Они сели в темно-синие «жигули» и выехали из кладбищенского переулка. Сын за рулем, Нина Филипповна рядом. Поехали по Кольцу. Не спеша делились всякого рода соображениями. Нина Филипповна грустила. Дмитрий тоже был под впечатлением от происшедшего.

После нескольких обгонов, снижений и увеличений скорости он осторожно заметил:

– Мне кажется… Да, по-моему, точно…

– Что такое? – заволновалась нервная Нина Филипповна.

– Сначала я не обратил внимания. Теперь вижу: за нами едут.

– Господи, почему едут? Кто?

– Серый «шевроле».

– Это милиция?

– Милиция редко использует такие авто. Хотя, конечно, все бывает… С чего бы милиции нас преследовать? И откуда они знают нашу машину?

– Дима, ты думаешь, это связано с тем местом, куда я отвозила отца?

– Скорее всего. Они, видимо, проследили, кто присутствует на похоронах, и узнали тебя. А может быть, еще с того раза зафиксировали номер машины.

– Что им нужно?

– Не знаю. Хотят предупредить, чтобы ничего не рассказывали следствию. Это лучший вариант.

– Ужас какой!.. Но я не понимаю, чего они опасаются? Я видела их бесстыдное варьете… Сейчас в Москве и не такое увидеть можно. И никому не запрещают. Я видела, они избили Севу… Всеволода Васильевича… Из-за этого? Как же ты думаешь поступить, сынок? Может быть, где-нибудь меня высадишь? Я попробую с ними поговорить…

– И думать не смей! – рассердился Дмитрий; лицо его стало суровым и сосредоточенным. Чувствовалось, юноша знает, что такое опасность, и не раз с ней встречался во время службы на Кавказе. – Я постараюсь оторваться от них. Жаль, у нас тачка слабовата. С другой стороны, при такой тесноте, пробках, на нашем жигуленке легче проскочить краешком, затеряться в толкотне, вильнуть куда-нибудь проходным двором.

Ехали довольно долго. Постепенно Дмитрию удалось отдалиться от преследователей и в районе Серпуховского вала ускользнуть от них. Осуществив несколько проверочных уверток, направились в Чертаново, к дому.

– Мы правильно сделали, что не пошли на поминки с толстяком и сотрудниками. После ресторана нас бы точно прихватили, – Дмитрий напряженно выстраивал в уме какие-то планы. – Значит, так, мама… Нашу машину я временно ставлю в гараж к Серёге Ардаматскому, у него есть место.

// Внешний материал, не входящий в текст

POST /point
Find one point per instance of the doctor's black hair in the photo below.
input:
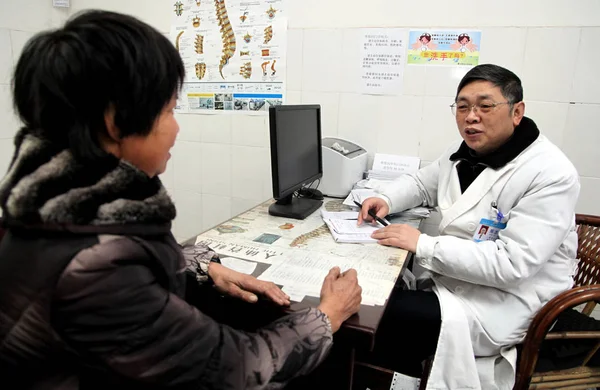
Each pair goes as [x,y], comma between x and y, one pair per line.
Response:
[508,82]
[66,79]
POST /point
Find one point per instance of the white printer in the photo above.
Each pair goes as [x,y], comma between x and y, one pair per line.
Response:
[343,165]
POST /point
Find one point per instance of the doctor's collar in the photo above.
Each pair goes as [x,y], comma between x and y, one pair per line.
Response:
[525,134]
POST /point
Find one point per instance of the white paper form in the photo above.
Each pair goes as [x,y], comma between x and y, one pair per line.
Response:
[245,267]
[302,273]
[343,226]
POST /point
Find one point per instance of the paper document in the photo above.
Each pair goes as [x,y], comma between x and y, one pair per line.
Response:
[343,226]
[361,237]
[245,267]
[302,274]
[339,214]
[295,293]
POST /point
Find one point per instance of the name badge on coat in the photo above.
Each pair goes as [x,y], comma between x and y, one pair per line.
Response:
[488,229]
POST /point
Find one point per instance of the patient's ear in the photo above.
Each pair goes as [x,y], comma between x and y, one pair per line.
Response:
[111,139]
[111,128]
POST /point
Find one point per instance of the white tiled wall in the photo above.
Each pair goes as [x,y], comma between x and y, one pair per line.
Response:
[221,164]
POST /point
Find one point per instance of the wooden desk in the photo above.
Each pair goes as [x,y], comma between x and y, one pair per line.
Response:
[257,236]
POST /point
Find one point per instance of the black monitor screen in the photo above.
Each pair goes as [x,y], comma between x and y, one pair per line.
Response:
[296,137]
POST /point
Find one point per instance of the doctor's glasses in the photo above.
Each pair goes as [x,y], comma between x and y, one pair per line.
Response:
[463,108]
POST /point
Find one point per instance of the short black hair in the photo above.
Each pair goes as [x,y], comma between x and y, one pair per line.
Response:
[66,80]
[507,81]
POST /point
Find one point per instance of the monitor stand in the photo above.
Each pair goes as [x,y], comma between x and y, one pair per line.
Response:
[294,207]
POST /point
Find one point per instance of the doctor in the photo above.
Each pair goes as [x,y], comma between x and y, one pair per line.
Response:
[482,294]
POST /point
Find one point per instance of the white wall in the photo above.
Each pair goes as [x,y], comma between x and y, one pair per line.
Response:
[221,163]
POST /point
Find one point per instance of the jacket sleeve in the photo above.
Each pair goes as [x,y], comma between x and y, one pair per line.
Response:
[538,224]
[109,307]
[197,259]
[409,191]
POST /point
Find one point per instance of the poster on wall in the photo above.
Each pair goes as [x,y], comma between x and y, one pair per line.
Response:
[444,47]
[382,60]
[234,53]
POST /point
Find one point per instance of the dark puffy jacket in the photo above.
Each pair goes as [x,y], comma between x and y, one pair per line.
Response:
[92,289]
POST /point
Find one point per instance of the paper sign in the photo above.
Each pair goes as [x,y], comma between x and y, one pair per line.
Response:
[61,3]
[395,164]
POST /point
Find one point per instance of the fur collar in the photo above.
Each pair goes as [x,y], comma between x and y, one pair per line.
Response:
[45,185]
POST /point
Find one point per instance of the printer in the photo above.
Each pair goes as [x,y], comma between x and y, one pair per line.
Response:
[344,163]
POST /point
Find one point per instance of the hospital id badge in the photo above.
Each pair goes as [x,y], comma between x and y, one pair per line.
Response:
[488,230]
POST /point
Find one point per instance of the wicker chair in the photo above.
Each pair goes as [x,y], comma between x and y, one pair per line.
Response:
[586,290]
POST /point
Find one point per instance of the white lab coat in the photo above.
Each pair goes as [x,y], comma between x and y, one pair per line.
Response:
[490,291]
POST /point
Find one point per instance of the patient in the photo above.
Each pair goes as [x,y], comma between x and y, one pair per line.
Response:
[91,279]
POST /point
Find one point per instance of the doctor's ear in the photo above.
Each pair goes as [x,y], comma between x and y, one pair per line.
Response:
[518,112]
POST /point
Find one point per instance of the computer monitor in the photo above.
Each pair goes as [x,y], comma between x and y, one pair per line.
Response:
[296,158]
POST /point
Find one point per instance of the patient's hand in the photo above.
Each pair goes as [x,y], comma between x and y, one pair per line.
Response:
[398,235]
[245,287]
[340,296]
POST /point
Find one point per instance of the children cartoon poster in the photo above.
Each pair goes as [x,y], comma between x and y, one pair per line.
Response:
[444,47]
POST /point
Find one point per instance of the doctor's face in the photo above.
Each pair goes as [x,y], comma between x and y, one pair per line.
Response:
[484,117]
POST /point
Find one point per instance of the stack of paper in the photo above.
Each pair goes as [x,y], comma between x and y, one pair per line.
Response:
[348,231]
[301,273]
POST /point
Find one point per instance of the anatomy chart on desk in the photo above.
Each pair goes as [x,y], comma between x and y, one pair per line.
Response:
[234,53]
[301,252]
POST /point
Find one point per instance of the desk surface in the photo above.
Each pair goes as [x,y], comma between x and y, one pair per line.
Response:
[259,237]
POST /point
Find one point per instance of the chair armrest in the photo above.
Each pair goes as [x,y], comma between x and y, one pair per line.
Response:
[542,321]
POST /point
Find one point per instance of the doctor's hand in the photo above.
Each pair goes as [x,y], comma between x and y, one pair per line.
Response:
[398,235]
[245,287]
[377,204]
[340,296]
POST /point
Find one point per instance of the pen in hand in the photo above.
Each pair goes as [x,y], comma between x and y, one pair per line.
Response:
[373,215]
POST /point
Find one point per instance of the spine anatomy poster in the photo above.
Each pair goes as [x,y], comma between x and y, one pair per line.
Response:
[234,54]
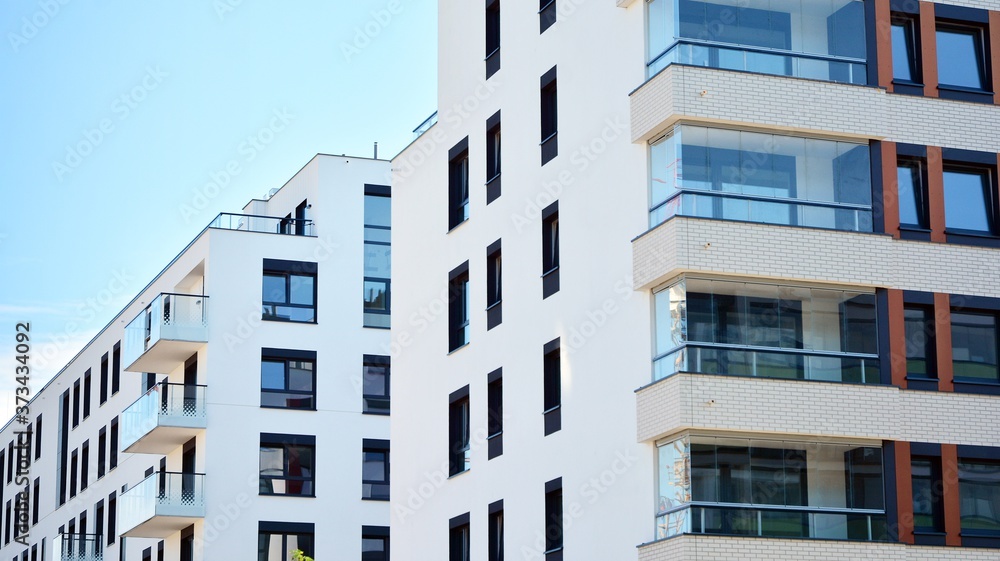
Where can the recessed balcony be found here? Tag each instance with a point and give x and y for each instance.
(166, 333)
(162, 504)
(167, 416)
(79, 547)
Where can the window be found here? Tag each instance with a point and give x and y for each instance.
(772, 331)
(921, 356)
(288, 379)
(553, 520)
(928, 506)
(905, 49)
(552, 384)
(495, 536)
(458, 307)
(458, 539)
(494, 285)
(375, 470)
(546, 14)
(968, 200)
(804, 39)
(459, 450)
(289, 291)
(493, 158)
(550, 250)
(961, 57)
(492, 37)
(979, 491)
(911, 179)
(458, 183)
(718, 485)
(375, 384)
(549, 115)
(86, 394)
(974, 346)
(287, 464)
(277, 540)
(378, 256)
(494, 413)
(374, 543)
(760, 177)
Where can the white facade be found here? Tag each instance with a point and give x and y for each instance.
(223, 268)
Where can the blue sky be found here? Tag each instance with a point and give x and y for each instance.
(117, 115)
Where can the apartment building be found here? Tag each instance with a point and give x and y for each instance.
(726, 290)
(238, 407)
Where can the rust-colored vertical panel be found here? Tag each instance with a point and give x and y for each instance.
(952, 503)
(890, 190)
(904, 492)
(928, 47)
(883, 43)
(897, 338)
(942, 335)
(995, 53)
(935, 193)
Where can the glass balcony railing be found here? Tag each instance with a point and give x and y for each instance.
(165, 417)
(79, 547)
(166, 333)
(264, 224)
(162, 504)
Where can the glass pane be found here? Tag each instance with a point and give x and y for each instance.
(967, 205)
(960, 57)
(302, 289)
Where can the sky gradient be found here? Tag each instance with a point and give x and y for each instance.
(121, 118)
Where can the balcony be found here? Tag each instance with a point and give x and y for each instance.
(79, 547)
(264, 224)
(166, 333)
(166, 417)
(162, 504)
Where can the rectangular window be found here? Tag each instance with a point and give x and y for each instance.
(375, 384)
(549, 114)
(458, 307)
(458, 539)
(553, 520)
(86, 394)
(546, 14)
(492, 37)
(974, 346)
(921, 356)
(458, 183)
(493, 158)
(277, 540)
(969, 202)
(550, 250)
(375, 543)
(287, 464)
(494, 413)
(288, 379)
(552, 384)
(763, 330)
(760, 177)
(494, 285)
(928, 504)
(289, 291)
(912, 180)
(905, 49)
(719, 485)
(378, 255)
(459, 428)
(495, 532)
(375, 470)
(979, 491)
(961, 57)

Придется поездить на метро. Ничего, да и деньги на бензин поэкономим. В городе они тебя не узнают. А вот вблизи милицейского управления могут. На всякий случай, я первый раз без тебя пойду к этому… к оперу…

– Капитану Маслаченко?

– Поговорю с ним или с другим опером, ведущим дело. А дальше будет видно. Что делать, жизнь жестока. Возьми себя в руки, мама, постарайся успокоиться.

– Ох, какая жизнь… – вздохнула тревожно Нина Филипповна. – Войны нет, а жить страшно.

– Как это войны нет! – возразил Дмитрий, усмехаясь с убежденностью человека, побывавшего в смертельно опасных передрягах. – Война идет не только по южным границам. Война то скрыто, то явно проявляется и «на гражданке». Кругом заказные убийства, налеты на конторы, учреждения, захваты предприятий, целых огромных комплексов вооруженным путем. Спекуляции, бандитизм, вымогательства. Война всех против всех.

* * *

В «убойном» отделе милицейского управления завели уголовное дело по факту самоубийства Всеволода Васильевича Слепакова, посмертно обвиняемого в убийстве гражданина Молдовы Джордже Ботяну. Что касается других известных нам криминальных событий, то по ним продолжала работать группа уголовного розыска. Подключалась и прокуратура. Проходили опросы свидетелей, разрабатывались версии.

Через десять дней после бывших ноябрьских праздников капитан Валерий Сидорин подъехал к управлению на своей вполне приличной «Волге». Сидорин был высокий темноволосый человек с усталым лицом, в старой куртке под замшу, сером свитере и неглаженных брюках. Коричневый плащ с теплой подстежкой держал в руках. Проходя, поздоровался с дежурным милиционером и поднялся к начальнику.

Исполняющим обязанности начальника отдела значился майор Полимеев. Он уже сидел у себя в кабинете за письменным столом и говорил по телефону с кем-то из «муровского» начальства. Как всегда, Полимеев выглядел ухоженным, свежим и выспавшимся, в прекрасно сидевшем кителе с сияющими пуговицами.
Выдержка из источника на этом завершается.